# All of a sudden barking at night...



## Kinjal (Dec 26, 2011)

Hi all, most know Gabbar my golden is now 4 months old. We have been learning something new almost every week. The last couple of days it has been barking at night. It's been 2 months since we got Gabbar, he has not once barked at night. I can't understand why he has just started this. Wanted to know if anyone else has experienced this or know what I should do. As it's summers here, he sleeps outside in a large kennel.


----------



## Lovetta905 (Jan 31, 2012)

Hi I was so happy when I saw this post, our puppy is called Alfie and he will be 4 months old in a week. He has just stared barking at night randomly. Im finding it's because he wants to go outside to the toilet, he doesn't seem to like peeing on his puppy pads in the house anymore. Has yours got any better?


----------



## Kinjal (Dec 26, 2011)

Hi, mines outside to begin with. But I'm not sure what sets him off. He doesn't do it every night. Probably once every three nights and now during the day a couple of times a week. Its weird. We don't give him attention when he does this. Only going outside when he's sitting quietly.


----------



## Serawyn (May 23, 2011)

I think it's a phase. Ellie was like this at 4 months. It took a couple of weeks of wearing earplugs to bed and ignoring her. She heard things we didn't hear... leaves rustling, wind blowing, neighbor's door closing, etc. She just *had* to alert us to every.single.sound. 

Then the rainy season started and again, 1-2 weeks of barking at night. I promptly signed on each time and asked about the barking and was told it is probably a phase. During that time, I didn't believe it. In hind sight, everyone was absolutely right. Like the landshark phase, this too, shall pass.  
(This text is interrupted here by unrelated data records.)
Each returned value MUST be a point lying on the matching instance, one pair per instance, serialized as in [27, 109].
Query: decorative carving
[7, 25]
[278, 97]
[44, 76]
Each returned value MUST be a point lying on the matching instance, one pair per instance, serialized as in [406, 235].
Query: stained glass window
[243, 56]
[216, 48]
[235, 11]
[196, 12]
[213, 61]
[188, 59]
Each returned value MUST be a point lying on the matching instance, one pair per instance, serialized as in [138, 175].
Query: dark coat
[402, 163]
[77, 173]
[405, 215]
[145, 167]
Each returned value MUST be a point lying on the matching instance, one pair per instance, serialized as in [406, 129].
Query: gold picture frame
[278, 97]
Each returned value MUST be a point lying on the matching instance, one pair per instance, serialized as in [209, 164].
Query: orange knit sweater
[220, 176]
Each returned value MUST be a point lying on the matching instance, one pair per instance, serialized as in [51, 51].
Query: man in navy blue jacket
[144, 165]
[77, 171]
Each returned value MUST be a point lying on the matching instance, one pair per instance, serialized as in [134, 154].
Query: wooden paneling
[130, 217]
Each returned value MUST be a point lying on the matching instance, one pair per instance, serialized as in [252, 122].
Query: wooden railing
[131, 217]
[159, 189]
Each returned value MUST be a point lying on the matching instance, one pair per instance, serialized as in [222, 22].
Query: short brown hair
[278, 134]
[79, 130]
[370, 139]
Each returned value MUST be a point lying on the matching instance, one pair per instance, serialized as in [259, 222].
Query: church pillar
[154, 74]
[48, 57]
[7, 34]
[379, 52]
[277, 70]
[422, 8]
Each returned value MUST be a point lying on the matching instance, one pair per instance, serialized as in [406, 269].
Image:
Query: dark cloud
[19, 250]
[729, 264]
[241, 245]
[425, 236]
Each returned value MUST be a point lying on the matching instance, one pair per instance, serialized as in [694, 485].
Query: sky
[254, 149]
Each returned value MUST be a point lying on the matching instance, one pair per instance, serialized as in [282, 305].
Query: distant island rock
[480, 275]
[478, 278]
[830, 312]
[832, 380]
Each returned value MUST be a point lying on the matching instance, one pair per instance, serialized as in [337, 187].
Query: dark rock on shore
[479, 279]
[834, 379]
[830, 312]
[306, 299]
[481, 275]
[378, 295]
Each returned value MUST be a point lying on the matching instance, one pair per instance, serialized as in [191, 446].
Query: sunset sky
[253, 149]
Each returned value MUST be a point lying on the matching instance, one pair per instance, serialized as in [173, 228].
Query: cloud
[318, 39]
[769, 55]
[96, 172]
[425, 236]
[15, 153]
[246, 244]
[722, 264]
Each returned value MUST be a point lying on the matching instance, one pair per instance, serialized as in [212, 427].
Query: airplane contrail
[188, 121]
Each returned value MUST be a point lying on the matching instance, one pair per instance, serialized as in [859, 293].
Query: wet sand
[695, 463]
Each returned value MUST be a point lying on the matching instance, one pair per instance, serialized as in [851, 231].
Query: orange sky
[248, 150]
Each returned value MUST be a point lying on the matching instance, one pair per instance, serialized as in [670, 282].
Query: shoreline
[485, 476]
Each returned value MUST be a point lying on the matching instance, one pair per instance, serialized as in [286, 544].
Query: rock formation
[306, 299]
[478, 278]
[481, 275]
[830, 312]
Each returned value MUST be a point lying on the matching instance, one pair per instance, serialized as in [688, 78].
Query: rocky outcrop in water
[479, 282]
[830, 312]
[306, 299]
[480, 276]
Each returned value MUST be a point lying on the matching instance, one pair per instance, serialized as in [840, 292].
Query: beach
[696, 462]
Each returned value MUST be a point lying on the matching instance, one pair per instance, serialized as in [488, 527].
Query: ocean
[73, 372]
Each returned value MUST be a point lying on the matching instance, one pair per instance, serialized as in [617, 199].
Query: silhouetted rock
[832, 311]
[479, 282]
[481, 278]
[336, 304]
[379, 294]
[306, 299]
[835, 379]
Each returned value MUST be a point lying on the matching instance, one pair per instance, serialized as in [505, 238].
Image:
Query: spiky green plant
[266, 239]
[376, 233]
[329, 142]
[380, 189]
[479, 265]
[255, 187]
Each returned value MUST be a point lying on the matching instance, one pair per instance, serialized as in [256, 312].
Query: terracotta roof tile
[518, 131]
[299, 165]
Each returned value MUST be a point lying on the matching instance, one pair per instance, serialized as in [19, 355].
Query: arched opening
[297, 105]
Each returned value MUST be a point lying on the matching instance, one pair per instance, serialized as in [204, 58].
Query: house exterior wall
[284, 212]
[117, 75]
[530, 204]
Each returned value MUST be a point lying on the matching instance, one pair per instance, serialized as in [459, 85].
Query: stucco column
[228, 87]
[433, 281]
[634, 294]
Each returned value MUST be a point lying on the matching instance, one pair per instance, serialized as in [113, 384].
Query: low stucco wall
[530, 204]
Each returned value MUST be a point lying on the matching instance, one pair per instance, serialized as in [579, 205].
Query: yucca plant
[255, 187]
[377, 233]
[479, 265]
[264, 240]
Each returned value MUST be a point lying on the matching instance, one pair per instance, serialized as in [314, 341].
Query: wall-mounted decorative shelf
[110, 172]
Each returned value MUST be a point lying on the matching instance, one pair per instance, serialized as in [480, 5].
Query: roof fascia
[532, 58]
The other thing I dealt with was barking at strangers. Not to "guard", but Ellie wanted them to come play. It was starting to get so crazy because she then barked at everything outside. Cars, squirrels, people, bikers....my gosh I honestly don't remember how we overcame that, but we did.


----------



## MikaTallulah (Jul 19, 2006)

Maybe he is sometimes lonely outside overnight. Goldens love company. I know my indoor- outdoor Lucky would never stay outside overnight by himself. The one cat snuggled with him every night.


----------